A simpler approach is to use Turing, where a Turing.Model can be automatically be converted into a LogDensityProblem and a corresponding bijector is automatically generated.

Let us instantiate a random normal-log-normal model.

using LinearAlgebra

n_dims = 10
μ_x = randn()
σ_x = exp.(randn())
μ_y = randn(n_dims)
σ_y = exp.(randn(n_dims))
model = NormalLogNormal(μ_x, σ_x, μ_y, Diagonal(σ_y .^ 2))

We can perform VI with stochastic gradient descent (SGD) using reparameterization gradient estimates of the ELBO234 as follows:

using Optimisers
using ADTypes, ForwardDiff
using AdvancedVI

# ELBO objective with the reparameterization gradient
n_montecarlo = 10
elbo = AdvancedVI.RepGradELBO(n_montecarlo)

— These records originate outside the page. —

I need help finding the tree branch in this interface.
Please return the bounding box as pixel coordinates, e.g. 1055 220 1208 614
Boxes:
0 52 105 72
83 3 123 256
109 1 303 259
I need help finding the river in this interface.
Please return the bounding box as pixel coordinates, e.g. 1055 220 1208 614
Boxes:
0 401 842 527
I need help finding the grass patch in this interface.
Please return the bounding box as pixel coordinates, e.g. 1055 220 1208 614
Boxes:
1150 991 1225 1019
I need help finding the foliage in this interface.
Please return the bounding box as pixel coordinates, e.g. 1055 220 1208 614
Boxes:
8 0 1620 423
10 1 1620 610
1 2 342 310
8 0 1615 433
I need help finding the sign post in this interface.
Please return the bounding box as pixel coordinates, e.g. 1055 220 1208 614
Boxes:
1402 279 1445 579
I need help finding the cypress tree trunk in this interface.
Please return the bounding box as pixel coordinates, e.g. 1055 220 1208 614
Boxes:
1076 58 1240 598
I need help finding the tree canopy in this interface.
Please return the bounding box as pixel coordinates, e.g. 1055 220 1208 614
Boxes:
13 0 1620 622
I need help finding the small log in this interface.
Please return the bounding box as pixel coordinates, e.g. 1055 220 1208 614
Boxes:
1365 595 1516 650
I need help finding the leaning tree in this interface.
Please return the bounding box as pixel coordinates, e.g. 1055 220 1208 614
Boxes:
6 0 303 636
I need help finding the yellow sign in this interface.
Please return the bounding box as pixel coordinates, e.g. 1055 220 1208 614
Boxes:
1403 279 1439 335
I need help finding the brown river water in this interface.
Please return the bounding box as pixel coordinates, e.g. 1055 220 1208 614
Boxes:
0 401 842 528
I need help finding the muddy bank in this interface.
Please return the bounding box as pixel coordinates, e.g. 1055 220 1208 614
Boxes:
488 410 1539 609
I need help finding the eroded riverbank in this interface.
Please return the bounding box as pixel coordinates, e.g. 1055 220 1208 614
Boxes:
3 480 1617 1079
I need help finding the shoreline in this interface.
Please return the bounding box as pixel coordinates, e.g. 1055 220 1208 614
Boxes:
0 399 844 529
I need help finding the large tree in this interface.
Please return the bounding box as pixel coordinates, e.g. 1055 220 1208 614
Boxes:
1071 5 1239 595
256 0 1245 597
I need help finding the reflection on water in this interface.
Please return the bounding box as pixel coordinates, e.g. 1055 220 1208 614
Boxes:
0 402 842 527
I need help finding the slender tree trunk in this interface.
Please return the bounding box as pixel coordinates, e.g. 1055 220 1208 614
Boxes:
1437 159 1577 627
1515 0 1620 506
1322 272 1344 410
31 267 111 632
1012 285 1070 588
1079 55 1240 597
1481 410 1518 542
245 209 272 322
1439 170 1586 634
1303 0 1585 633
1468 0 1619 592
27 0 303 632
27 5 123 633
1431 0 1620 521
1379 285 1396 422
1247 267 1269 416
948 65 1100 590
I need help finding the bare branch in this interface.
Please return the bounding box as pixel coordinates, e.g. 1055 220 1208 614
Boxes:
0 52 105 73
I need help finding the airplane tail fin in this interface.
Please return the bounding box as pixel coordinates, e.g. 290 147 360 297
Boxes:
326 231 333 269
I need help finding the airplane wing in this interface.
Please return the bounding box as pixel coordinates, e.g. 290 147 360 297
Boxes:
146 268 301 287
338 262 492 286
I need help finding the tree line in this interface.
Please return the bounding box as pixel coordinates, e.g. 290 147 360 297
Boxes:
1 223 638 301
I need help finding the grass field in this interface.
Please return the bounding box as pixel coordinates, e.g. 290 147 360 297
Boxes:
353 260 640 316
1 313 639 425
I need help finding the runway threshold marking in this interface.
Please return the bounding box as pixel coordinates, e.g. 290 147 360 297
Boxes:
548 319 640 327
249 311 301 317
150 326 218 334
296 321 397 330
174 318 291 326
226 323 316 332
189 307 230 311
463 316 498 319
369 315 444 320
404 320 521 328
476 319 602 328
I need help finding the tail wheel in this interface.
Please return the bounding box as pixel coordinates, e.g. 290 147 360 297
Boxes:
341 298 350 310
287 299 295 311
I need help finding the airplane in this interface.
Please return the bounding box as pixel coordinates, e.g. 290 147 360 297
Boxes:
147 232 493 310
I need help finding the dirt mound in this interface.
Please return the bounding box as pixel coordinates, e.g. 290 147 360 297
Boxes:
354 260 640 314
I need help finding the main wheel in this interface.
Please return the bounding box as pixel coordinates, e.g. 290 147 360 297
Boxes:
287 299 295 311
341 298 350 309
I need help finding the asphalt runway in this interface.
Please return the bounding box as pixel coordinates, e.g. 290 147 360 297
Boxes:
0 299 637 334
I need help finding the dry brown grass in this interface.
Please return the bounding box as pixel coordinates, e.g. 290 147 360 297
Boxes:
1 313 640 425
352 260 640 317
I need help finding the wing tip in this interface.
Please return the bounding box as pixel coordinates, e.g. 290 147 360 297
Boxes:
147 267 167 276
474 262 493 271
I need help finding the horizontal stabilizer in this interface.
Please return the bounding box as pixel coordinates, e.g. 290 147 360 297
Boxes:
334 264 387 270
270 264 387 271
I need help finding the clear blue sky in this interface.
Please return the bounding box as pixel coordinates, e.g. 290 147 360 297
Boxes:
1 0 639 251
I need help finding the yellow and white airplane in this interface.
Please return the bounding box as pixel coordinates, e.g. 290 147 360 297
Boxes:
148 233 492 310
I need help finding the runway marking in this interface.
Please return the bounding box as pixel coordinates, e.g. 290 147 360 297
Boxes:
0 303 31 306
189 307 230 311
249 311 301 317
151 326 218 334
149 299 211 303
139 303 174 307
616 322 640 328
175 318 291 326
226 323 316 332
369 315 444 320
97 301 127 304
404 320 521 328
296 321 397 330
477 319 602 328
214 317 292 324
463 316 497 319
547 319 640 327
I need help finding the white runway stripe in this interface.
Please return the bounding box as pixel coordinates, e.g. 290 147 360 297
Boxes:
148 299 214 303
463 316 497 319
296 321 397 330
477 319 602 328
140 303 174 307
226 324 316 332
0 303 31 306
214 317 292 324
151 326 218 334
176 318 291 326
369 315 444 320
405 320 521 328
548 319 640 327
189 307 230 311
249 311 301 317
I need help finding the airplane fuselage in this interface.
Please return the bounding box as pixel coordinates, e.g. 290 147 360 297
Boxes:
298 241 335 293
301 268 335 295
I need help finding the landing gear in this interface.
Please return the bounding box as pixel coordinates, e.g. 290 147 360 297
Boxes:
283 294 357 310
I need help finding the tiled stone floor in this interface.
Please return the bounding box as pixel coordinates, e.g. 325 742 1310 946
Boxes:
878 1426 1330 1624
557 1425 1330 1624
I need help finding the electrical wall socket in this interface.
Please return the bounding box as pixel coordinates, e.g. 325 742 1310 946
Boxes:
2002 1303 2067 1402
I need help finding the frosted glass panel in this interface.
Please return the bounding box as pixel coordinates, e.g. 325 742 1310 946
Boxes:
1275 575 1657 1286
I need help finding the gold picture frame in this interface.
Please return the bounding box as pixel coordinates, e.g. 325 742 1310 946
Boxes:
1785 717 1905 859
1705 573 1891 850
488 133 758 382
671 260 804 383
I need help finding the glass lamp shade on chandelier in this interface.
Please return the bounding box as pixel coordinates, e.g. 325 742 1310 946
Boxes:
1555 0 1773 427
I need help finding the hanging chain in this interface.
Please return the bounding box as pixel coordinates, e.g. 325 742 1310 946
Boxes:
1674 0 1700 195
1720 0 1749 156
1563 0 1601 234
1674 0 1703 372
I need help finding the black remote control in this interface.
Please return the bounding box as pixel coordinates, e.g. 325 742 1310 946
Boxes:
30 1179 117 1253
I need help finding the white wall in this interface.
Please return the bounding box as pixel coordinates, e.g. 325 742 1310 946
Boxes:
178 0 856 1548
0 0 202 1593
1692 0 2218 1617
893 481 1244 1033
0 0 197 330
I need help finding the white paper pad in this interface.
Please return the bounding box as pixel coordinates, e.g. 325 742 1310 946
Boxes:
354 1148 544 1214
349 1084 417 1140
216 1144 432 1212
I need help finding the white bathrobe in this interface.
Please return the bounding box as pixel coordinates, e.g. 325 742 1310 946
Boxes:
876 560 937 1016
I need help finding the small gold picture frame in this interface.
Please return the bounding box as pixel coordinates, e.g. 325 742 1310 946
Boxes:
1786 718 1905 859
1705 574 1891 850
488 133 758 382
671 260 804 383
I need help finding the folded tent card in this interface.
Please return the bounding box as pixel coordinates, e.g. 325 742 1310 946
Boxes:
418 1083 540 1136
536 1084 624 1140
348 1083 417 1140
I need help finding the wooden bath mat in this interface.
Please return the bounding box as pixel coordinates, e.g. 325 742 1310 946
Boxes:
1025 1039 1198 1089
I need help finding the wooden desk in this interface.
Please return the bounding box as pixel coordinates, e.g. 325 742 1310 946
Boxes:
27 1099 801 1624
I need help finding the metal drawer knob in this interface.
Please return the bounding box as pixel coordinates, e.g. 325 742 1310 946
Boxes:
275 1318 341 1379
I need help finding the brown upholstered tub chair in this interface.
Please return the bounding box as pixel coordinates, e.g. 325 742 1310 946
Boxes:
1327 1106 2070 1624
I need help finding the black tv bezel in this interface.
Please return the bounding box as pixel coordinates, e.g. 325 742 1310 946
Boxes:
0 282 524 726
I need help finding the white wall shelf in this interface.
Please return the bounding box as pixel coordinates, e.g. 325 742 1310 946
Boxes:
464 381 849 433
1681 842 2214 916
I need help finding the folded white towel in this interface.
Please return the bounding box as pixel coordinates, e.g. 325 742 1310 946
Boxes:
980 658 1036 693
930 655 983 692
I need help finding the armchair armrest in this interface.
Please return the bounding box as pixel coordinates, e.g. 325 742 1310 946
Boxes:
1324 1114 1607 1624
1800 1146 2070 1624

# Mean-field Gaussian variational family
d = LogDensityProblems.dimension(model)
μ = zeros(d)
L = Diagonal(ones(d))
q = AdvancedVI.MeanFieldGaussian(μ, L)

# Match support by applying the `model`'s inverse bijector
b = Bijectors.bijector(model)
binv = inverse(b)
q_transformed = Bijectors.TransformedDistribution(q, binv)

# Run inference
max_iter = 10^3
q_avg, _, stats, _ = AdvancedVI.optimize(
    model,
    elbo,
    q_transformed,
    max_iter;
    adtype=ADTypes.AutoForwardDiff(),
    optimizer=Optimisers.Adam(1e-3),
)

# Evaluate final ELBO with 10^3 Monte Carlo samples
estimate_objective(elbo, q_avg, model; n_samples=10^4)

For more examples and details, please refer to the documentation.

Footnotes

  1. Kucukelbir, A., Tran, D., Ranganath, R., Gelman, A., & Blei, D. M. (2017). Automatic differentiation variational inference. Journal of machine learning research.

  2. Titsias, M., & Lázaro-Gredilla, M. (2014, June). Doubly stochastic variational Bayes for non-conjugate inference. In International Conference on Machine Learning. PMLR.

  3. Rezende, D. J., Mohamed, S., & Wierstra, D. (2014, June). Stochastic backpropagation and approximate inference in deep generative models. In International Conference on Machine Learning. PMLR.

  4. Kingma, D. P., & Welling, M. (2014). Auto-encoding variational bayes. In International Conference on Learning Representations.